En effet, dans un pays de plus en plus inclus dans une organisation européenne et dans un monde où les échanges extérieurs sont multiples, s’initier aux langues étrangères, et notamment à l’anglais, langue très utilisée dans la communication internationale, paraît indispensable. Si la langue peut être une barrière, elle devient un formidable outil d’échanges lorsqu’elle est maîtrisée par de nombreux locuteurs.
En outre, comprendre et parler une autre langue que la sienne, signifie s’ouvrir à une autre culture que la sienne, d’autres coutumes, d’autres modes de pensées. Prendre conscience d’une diversité, c’est prendre acte d’une différence ; d’un autre que soi. En ce sens, c’est grandir et devenir citoyen.

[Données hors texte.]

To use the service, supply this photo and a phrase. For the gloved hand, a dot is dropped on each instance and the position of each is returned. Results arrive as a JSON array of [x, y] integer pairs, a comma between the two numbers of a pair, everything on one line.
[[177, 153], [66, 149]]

C’est dans ces différentes perspectives qu’ont été développées les coopérations linguistiques et éducatives, dans le cadre d’échanges internationaux par exemple. Elles se préparent tout au long des études d’un individu et commencent donc dès l’école primaire.
Que disent les programmes ?
D’autre part, les attendus de fin de cycle sont annexés sur les niveaux du Cadre Européen Commun de Référence pour les Langues (CECRL). Ainsi, à l’issue de l’école primaire, les élèves doivent avoir atteint le premier niveau du CECRL, le niveau « A1 ». Ils sont alors capables de communiquer de façon simple, si l’interlocuteur parle lentement et distinctement. La communication comprend plusieurs compétences :
• Écouter et comprendre
• Parler en continu
• Écrire
• Réagir et dialoguer
• Découvrir les aspects culturels d’une langue vivante étrangère Retenons que le champ thématique de l’élève de niveau A1 concerne son environnement immédiat.
Nos hypothèses de travail
Dans la perspective de développer l’enseignement-apprentissage de l’anglais dans notre classe, et que tous les élèves atteignent les objectifs fixés, nous émettrons trois hypothèses de travail.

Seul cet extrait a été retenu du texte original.